I was able to get up on top of the rotary snow plow in Cheyenne over thanksgiving. It had been moved to the steam shop, ready to go out on a run. The top is all expanded metal with some short stanchions around it. Anyone have any idea where to get something to model it with? What scale stuff to use? It was sorta diamond shape with grooves so you would get a good grip.


----------



## Randy Stone (Jan 2, 2008)

Tower Hobbies list it 

http://www3.towerhobbies.com/cgi-bin/wti0001p?&I=LXRD03&P=FR


----------



## Jerry Barnes (Jan 2, 2008)

No, not diamond plate stuff, this is open weave sort of a diamond pattern, but holes through it, like a grid.


----------



## Big Tracks (Jan 3, 2008)

Jerry, 

I bought some from K&S metals. You may be able to find it at Hobbylinc or K&S direct. It is brass diamond tread - open weave. It is available in several sizes 
I orginially need mine for open decking on a boat model. 

Richard


----------



## Jerry Barnes (Jan 2, 2008)

Thanks Richard, looks like Precision Scale has some also.


----------



## DTI356 (Jan 3, 2008)

Jerry, 

I believe I got mine at Michaels.....but a Hobby Lobby may also have it. I remember Marty had picked up some for the roofwalks on one of his projects and thats when I went out and found mine. 

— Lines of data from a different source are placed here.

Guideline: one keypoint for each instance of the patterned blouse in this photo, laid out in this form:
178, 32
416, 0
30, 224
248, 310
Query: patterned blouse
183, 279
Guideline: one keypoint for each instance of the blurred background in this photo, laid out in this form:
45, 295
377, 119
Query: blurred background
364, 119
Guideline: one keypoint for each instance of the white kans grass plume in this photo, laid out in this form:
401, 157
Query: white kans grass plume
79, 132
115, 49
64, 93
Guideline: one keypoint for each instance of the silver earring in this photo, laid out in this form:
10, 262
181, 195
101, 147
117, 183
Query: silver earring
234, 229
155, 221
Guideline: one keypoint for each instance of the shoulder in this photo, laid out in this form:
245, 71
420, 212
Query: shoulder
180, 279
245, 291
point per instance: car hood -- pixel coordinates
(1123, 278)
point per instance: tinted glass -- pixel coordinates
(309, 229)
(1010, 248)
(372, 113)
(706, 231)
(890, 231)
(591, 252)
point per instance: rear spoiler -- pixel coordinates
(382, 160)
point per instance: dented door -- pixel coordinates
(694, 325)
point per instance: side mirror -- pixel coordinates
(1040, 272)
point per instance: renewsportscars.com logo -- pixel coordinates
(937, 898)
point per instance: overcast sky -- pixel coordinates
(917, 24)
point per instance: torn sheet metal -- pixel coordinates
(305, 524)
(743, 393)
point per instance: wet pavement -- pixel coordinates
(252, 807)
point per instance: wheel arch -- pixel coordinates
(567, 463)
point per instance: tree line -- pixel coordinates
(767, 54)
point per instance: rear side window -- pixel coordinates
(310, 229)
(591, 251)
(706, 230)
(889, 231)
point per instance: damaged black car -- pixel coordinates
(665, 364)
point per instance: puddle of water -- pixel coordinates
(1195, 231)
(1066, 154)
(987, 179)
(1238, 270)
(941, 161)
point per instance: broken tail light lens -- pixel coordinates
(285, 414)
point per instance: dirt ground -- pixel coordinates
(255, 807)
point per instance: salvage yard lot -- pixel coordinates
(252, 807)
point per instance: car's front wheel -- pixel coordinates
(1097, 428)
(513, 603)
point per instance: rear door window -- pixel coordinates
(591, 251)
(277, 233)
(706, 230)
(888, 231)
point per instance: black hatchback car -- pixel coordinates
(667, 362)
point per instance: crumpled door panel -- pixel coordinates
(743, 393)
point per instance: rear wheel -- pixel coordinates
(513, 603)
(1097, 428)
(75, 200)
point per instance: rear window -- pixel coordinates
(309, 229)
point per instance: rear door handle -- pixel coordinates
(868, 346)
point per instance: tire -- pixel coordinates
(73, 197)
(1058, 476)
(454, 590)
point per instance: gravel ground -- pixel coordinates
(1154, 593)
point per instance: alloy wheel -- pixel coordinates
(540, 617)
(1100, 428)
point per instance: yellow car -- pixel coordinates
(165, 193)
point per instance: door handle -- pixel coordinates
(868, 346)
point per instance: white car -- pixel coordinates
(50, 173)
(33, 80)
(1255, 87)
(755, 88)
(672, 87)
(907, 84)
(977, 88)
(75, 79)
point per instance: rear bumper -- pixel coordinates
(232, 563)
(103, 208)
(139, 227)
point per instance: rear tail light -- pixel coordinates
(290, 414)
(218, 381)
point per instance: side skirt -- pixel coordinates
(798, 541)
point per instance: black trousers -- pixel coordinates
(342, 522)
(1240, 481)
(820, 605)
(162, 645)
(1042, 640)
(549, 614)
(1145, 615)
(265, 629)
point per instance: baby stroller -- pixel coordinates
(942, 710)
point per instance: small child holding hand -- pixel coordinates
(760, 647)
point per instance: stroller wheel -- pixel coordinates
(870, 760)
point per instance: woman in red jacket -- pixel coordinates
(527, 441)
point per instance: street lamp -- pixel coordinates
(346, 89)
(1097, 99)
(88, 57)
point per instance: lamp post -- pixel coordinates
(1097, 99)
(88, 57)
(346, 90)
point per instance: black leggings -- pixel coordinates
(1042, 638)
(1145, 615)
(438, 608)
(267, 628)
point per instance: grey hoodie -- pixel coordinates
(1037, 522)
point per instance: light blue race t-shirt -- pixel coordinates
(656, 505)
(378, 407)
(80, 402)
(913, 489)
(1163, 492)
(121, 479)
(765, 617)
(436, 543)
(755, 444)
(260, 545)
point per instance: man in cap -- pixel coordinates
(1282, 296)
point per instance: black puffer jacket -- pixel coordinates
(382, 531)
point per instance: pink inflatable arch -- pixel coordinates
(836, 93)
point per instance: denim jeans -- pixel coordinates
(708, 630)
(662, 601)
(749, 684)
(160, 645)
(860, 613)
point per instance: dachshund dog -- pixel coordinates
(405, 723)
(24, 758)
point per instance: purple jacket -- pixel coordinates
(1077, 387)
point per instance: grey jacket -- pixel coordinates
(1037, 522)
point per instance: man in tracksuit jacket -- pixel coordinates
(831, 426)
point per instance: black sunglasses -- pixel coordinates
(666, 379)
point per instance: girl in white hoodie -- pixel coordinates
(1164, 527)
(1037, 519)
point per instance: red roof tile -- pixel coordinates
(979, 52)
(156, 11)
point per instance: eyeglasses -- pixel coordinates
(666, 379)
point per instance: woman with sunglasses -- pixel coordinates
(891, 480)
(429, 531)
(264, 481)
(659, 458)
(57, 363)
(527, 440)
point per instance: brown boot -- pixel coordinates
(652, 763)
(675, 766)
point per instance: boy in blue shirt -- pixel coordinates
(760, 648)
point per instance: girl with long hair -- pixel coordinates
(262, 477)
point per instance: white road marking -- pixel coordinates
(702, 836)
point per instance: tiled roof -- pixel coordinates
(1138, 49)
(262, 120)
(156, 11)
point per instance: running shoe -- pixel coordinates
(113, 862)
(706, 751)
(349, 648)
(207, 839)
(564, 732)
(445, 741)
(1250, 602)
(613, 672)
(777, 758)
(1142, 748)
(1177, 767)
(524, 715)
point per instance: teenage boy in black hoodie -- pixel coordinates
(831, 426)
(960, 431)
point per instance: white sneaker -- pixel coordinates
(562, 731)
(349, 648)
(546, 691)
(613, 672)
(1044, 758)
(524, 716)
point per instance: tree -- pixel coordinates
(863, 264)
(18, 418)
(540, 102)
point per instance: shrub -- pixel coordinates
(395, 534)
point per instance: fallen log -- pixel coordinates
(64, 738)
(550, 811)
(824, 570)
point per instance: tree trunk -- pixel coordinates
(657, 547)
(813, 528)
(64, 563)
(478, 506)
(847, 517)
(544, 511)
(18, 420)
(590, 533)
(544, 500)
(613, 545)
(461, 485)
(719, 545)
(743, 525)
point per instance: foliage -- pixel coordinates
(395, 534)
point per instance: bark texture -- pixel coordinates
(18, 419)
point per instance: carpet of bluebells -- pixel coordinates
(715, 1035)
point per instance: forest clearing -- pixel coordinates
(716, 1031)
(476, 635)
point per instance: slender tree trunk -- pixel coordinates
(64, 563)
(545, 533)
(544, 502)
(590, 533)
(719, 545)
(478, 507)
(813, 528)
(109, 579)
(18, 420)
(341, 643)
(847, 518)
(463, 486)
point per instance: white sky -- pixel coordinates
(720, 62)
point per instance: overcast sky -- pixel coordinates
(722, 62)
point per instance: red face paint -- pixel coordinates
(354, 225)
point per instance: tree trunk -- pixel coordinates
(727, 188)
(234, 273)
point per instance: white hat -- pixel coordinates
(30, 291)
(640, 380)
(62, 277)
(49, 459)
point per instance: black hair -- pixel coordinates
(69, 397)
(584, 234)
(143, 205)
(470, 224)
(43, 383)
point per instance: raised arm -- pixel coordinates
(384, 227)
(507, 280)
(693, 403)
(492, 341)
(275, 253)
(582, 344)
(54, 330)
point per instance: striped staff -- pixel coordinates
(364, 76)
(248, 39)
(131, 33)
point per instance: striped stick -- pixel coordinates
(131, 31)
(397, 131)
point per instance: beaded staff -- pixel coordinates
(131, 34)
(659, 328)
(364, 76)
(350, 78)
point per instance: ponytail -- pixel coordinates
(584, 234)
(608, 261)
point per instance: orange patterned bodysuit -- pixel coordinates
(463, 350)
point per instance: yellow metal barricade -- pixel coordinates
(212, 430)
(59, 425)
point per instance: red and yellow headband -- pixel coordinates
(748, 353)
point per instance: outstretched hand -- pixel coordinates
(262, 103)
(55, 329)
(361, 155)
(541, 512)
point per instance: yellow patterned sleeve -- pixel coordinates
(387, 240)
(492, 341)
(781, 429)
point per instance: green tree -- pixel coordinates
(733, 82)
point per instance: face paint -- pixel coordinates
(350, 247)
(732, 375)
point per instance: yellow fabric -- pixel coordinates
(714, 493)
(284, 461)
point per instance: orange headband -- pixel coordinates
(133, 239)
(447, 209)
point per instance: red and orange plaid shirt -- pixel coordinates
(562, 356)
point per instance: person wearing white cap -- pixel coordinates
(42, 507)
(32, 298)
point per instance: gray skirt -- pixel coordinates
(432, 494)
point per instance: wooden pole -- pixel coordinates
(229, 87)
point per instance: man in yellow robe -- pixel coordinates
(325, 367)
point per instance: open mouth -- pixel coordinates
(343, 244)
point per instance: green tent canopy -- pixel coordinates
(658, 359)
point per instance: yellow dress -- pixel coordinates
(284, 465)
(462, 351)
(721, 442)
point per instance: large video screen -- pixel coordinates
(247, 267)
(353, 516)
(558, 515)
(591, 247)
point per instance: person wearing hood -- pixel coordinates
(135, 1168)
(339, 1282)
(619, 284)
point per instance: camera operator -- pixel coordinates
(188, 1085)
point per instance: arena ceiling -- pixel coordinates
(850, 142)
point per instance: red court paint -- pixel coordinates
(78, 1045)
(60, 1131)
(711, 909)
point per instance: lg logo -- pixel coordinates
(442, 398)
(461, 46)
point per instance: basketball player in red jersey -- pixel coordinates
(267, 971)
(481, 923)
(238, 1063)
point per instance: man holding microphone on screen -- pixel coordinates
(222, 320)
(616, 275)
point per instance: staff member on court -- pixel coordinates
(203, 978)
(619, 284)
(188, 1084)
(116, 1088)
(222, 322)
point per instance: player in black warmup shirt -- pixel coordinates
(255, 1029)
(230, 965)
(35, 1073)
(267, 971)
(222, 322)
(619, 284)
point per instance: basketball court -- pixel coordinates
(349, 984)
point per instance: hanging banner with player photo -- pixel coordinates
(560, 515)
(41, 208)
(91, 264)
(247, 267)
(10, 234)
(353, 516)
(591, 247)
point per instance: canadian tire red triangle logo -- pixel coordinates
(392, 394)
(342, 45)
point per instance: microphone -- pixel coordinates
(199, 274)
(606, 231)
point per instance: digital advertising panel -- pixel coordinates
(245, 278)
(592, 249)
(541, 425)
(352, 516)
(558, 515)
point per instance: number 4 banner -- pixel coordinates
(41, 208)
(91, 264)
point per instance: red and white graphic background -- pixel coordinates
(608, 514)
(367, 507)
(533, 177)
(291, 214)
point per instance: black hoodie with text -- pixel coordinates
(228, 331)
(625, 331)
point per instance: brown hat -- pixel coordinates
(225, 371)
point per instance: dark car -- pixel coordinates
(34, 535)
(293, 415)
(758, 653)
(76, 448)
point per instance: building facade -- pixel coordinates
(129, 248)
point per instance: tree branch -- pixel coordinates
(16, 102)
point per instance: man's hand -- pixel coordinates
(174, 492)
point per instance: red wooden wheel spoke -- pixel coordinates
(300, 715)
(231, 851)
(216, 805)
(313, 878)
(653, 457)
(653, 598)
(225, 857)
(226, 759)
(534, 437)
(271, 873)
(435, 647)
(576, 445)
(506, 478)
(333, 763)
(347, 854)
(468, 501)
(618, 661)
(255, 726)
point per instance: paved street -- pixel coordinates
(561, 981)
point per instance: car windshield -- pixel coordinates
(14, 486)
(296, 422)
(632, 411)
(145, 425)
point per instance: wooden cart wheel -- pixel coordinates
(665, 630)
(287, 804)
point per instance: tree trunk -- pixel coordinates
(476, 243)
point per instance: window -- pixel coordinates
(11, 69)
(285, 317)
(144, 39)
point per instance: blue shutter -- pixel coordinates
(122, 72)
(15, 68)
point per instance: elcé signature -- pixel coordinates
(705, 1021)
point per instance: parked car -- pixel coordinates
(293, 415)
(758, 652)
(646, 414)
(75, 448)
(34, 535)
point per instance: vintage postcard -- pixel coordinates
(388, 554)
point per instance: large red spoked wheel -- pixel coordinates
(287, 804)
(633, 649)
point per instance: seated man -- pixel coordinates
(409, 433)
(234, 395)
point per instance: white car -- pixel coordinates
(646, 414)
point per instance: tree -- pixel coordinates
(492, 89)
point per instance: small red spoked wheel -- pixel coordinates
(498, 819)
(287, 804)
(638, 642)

I have 2 sizes from a company called Activa...they call theirs 'wire mesh' 

I also have 3 sizes from a company called Amaco....they call theirs 'wire form' 

I just typed those names and descriptions in a search and they are both available in various places online. 

Good luck, 
Hope this helps,


----------



## tom h (Jan 2, 2008)

Hey Jerry, I second what Brian said about Micheals, Marty gave me a piece of that metal when we were there, I did remember him saying it had different mesh like holes in it, worth looking into, real cheap also, he gave me a sample to try on my container cars, real easy to work with.

Tom H


----------



## digger (Jan 2, 2008)

Visit your friendly cookwares store and check out spatter shields like the wife might use over a frying pan when cookin' bacon, etc. There are different varieties, and a good sized shield will yield plenty of material! Costs a lot less than the craft store material, too. (Not recommended to trash the shield she might already have!







)


----------



## pimanjc (Jan 2, 2008)

Tom or Brian,
Do you have any pics of the Michael's mesh? Posting would be appreciated.
JimC.


----------



## DTI356 (Jan 3, 2008)

Jim, 

If you'de have searched the names I provided you would have found this: 










and this: 




























While looking for these I also remembered I bought the Activ wire mesh at Jo-Ann's....always good to go in with the wife and look to see what you might find.


----------



## pimanjc (Jan 2, 2008)

Brian,
Thank you for the pictures. Now I know which mesh I am interested in looking for at the stores.
JimC.


----------



## Jerry Barnes (Jan 2, 2008)

I've got some that size, will work fine for the back, the top stuff is smaller.


----------



## Trains West (Oct 4, 2008)

not sure how well it would hold up but how about this



http://avantcard.biz/scale_metal_mesh


----------